Bill Clinton was in charge during most of the 90's, an era of general prosperity and seeming calm overseas.  By the time this successful president left office, he was the only one in the 20th Century to be impeached and left office in a state of ignominy.

Which brings us to the current president.  Vilified by the liberal press, despised by the Left, and now unpopular even with many of his own party, George Bush would seem to be a president destined for perpetual disdain.

Yet he began his presidency by defeating a sitting vice president in a close election (despite the Dems’ insistence on recounting until they got a favorable result, repeated recently in Minnesota).   In the 2002 midterms, Bush campaigned hard for Republicans and was rewarded with an unprecedented GOP gain in both houses of Congress.

Bush’s first year in office was marked by the most devastating enemy attack on American soil in our history.  He responded to this by going to war against a terrorist enemy who had been making war on us for years.  In 2004, despite relentlessly negative reports on our military progress, Bush won reelection.  His determination in Iraq, when the press, the Democrats, and many Republicans were all calling for surrender, resulted in the victory that has replaced a state sponsor of terrorism and dictatorship with a stable Middle East democracy.

He pushed through tax cuts despite fears from both sides of the aisle that the economy, suffering from the terrible blow of the 9/11 attacks, could not afford such cuts.  The economy instead achieved remarkable strength from reduced taxes, as it always does.  Bush named two justices to the Supreme Court–Roberts and Alito, who have proven with their decisions to be excellent choices.

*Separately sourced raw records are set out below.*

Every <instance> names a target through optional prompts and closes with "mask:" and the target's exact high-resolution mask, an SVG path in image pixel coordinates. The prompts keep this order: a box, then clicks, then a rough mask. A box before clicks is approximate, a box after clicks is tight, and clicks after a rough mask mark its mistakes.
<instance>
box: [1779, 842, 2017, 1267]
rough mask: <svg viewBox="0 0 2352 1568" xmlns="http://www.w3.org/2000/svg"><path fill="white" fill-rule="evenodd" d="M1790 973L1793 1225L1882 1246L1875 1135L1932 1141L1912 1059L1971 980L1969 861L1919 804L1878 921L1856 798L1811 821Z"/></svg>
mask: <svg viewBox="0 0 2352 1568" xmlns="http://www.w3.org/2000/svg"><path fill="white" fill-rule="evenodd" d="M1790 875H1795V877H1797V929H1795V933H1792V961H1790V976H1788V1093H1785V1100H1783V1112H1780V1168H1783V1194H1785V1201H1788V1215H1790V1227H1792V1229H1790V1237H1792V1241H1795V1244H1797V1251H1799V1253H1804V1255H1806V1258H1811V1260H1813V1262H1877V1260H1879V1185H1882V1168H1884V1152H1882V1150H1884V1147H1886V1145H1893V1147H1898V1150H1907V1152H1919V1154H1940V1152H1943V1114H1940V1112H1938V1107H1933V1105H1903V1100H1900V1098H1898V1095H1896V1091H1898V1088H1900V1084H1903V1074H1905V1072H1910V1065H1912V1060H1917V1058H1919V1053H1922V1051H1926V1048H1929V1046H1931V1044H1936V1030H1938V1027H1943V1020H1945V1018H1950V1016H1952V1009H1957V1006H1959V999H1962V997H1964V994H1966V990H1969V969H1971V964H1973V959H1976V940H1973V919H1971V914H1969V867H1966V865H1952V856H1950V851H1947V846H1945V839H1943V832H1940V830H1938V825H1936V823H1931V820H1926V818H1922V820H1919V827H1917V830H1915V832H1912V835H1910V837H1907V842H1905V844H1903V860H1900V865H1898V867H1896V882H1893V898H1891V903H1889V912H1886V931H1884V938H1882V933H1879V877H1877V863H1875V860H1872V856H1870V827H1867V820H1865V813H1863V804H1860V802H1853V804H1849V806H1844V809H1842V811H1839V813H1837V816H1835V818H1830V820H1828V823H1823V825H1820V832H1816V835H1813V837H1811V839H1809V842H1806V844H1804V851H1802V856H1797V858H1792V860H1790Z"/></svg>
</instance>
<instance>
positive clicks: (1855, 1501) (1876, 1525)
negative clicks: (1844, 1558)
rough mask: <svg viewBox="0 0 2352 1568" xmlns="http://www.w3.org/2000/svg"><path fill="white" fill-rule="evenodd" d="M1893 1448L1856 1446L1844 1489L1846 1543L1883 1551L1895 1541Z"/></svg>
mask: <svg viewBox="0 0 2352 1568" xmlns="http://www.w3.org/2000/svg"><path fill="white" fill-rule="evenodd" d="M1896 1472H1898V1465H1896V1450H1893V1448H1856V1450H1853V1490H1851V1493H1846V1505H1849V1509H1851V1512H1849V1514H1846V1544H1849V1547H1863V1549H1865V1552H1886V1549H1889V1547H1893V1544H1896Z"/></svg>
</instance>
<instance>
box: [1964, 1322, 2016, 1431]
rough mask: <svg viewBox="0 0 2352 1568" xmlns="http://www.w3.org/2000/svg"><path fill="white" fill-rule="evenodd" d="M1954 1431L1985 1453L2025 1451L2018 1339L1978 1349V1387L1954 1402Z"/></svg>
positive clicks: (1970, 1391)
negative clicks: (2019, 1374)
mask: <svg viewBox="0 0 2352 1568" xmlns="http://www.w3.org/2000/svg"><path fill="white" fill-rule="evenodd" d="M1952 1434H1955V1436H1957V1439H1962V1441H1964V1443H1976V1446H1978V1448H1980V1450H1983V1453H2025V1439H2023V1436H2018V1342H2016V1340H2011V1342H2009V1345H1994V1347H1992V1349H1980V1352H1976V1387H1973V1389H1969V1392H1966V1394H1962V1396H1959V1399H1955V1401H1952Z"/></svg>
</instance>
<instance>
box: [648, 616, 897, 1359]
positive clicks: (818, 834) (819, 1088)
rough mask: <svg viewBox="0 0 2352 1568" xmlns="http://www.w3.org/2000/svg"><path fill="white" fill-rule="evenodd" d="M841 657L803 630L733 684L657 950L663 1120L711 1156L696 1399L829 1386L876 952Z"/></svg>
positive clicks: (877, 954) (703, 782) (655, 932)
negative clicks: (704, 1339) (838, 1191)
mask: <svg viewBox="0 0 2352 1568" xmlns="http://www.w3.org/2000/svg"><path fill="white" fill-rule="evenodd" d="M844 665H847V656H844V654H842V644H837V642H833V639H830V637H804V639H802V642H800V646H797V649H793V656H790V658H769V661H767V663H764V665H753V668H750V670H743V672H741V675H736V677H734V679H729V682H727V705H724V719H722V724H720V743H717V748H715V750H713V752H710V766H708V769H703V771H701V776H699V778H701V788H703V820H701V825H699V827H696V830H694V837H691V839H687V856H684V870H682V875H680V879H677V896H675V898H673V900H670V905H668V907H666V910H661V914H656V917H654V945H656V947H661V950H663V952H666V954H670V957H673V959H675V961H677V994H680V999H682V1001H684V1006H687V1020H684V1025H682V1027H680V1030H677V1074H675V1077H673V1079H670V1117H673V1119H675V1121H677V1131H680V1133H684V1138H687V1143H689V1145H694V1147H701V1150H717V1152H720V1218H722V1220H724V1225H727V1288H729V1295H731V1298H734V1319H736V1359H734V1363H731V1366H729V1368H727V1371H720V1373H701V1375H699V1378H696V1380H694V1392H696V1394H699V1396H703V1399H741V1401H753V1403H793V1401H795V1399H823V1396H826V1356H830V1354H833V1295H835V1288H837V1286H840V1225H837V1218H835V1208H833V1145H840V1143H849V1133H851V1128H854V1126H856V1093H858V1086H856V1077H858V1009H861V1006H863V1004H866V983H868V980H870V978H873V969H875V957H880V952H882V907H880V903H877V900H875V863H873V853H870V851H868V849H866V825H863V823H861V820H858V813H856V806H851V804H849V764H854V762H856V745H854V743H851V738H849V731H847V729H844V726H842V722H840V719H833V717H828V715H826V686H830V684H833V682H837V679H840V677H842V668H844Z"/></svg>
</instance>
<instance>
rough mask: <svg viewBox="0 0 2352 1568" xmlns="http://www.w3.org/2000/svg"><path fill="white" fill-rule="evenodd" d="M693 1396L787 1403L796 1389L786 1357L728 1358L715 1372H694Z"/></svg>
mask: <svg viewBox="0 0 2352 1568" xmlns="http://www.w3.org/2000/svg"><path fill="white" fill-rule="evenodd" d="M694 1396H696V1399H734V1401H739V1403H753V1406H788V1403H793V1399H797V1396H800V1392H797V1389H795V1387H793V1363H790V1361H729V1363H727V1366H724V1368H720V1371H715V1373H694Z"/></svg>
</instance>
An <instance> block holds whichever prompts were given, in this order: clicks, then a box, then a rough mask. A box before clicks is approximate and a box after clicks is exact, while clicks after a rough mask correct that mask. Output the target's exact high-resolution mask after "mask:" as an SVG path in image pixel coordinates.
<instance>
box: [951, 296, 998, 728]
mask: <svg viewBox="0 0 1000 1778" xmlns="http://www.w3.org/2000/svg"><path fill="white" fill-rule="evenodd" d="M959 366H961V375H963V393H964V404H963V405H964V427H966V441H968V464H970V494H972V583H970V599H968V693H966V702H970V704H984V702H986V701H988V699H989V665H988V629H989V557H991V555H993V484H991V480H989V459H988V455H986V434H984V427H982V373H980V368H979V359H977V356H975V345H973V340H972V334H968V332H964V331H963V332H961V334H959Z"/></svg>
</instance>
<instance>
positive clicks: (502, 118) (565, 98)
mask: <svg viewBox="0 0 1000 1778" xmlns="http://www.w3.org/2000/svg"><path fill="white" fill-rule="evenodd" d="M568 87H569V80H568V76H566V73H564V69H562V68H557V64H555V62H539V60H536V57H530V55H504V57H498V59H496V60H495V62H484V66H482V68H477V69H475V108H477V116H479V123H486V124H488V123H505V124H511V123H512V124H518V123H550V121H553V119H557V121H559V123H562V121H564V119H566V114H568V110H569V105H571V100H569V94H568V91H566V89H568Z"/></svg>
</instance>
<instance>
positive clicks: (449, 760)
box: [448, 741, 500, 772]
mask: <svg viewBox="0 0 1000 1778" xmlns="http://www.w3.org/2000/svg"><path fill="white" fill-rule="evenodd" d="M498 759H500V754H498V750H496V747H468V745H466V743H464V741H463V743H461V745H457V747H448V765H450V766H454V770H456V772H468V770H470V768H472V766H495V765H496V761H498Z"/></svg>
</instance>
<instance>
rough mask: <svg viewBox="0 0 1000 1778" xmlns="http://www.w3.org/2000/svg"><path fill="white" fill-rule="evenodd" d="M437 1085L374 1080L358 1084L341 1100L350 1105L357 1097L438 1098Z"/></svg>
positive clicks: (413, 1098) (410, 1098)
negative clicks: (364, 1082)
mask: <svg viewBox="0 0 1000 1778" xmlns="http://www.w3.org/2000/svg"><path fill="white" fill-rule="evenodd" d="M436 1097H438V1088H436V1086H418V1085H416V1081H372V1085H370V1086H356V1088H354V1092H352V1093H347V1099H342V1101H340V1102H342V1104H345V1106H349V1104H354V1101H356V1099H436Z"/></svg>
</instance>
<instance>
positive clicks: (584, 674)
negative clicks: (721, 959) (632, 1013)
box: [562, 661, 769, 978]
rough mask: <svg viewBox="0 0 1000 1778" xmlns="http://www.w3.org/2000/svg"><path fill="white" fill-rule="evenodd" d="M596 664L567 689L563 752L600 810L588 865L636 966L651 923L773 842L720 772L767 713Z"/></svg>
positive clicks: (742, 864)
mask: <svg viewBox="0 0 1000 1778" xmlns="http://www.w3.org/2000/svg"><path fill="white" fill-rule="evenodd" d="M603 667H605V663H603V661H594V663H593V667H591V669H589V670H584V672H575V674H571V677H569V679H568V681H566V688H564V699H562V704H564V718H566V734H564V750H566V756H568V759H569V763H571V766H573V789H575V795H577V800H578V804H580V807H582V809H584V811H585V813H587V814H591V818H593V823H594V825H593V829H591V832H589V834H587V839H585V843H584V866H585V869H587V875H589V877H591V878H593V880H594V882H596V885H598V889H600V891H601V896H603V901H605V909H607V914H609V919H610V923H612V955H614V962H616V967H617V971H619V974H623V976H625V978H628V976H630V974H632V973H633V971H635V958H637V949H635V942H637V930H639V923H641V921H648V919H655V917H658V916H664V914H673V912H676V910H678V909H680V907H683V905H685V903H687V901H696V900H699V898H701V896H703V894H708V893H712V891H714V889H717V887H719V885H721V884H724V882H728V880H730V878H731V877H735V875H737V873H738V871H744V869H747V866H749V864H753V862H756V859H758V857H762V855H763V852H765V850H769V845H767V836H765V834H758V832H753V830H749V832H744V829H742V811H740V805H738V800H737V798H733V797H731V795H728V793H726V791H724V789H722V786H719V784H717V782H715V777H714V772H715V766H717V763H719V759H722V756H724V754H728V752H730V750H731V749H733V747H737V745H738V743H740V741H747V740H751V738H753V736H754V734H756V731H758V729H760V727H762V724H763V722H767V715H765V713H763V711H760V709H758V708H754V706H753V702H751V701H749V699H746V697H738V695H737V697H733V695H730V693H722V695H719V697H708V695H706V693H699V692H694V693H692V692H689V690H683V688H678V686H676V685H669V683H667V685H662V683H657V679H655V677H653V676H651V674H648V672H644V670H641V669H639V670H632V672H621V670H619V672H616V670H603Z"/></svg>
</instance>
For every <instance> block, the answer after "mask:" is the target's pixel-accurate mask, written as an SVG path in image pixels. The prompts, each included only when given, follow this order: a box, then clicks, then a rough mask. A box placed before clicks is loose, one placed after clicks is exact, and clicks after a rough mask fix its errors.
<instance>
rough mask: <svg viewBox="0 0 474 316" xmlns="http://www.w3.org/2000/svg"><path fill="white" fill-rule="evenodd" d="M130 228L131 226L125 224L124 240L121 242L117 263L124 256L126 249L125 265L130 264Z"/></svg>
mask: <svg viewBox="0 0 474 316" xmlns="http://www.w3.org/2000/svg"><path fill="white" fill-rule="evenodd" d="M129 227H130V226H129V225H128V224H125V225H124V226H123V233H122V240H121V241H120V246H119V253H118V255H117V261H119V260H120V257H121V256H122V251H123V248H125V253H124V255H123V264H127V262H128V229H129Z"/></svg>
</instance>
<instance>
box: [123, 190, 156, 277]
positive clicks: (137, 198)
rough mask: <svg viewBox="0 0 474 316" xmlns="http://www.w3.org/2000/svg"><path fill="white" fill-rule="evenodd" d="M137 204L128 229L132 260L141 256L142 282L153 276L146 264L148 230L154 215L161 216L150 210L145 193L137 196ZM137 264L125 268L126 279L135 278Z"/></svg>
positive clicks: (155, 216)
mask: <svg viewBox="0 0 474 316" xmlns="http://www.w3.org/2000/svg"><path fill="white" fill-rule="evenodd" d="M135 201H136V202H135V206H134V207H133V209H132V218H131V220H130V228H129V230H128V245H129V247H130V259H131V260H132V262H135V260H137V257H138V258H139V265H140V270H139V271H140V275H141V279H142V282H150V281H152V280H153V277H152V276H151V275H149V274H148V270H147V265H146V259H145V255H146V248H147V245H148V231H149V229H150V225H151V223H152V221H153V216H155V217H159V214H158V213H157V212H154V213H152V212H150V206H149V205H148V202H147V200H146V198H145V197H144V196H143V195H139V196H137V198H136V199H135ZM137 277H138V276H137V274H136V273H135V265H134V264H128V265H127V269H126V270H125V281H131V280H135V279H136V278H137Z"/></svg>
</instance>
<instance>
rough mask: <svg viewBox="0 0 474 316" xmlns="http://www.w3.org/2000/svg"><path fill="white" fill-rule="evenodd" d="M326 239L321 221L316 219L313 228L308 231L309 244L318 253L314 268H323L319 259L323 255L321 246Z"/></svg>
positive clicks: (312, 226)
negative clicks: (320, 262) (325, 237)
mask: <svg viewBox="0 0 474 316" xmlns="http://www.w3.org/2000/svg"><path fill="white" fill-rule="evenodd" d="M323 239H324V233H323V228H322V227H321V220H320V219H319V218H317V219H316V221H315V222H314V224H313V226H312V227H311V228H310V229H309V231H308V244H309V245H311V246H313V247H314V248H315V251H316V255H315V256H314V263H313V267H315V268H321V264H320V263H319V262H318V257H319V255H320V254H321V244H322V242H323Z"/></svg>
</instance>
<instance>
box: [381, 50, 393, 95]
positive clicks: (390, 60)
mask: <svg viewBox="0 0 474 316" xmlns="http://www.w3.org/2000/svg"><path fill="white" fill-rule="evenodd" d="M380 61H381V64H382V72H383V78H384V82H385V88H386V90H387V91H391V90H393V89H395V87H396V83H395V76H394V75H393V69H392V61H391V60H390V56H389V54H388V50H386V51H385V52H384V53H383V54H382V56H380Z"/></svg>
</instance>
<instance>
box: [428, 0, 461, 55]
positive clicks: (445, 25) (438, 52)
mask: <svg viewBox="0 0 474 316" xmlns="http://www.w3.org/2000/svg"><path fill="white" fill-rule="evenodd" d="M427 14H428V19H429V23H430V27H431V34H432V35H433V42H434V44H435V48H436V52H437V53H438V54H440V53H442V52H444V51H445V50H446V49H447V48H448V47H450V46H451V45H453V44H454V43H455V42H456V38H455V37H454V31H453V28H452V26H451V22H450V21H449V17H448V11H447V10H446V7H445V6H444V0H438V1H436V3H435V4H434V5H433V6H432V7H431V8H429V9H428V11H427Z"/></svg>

George Bush was blamed for every calamity that could be reported or invented–back-to-back storms of the century on the Gulf Coast, the increasingly insupportable make-believe of global warming, setbacks in Iraq, and the recent financial crises caused by liberal over-regulation of the lending industry.  Conservatives fault his open-border policy, his expansion of government, his enabling of an overspending Republican Congress.  Liberals blame him for everything else.   Thus George Bush will leave office with dismal approval ratings from an electorate that is ready for someone new.

All Presidents hope that history sees them in a more balanced light than the contemporary press does, and usually this is true.  George Bush was President during an era in which the modern news media gave up all pretense of objectivity, and Bush had the misfortune of being on the wrong side.  And yes, he did err in the decisions the conservatives have criticized.  But on the most important issues facing us during his administration–terrorism, taxes and the economy, Supreme Court appointments–George Bush has served his country well.

If the historians don’t immediately recognize the achievements of the 43rd President, he still has reason for optimism.  As with other Presidents whose final days of their second terms were defined by missed opportunities and declining approval, they always have one advantage.  Chances are, the next guy will make them look wonderful by comparison.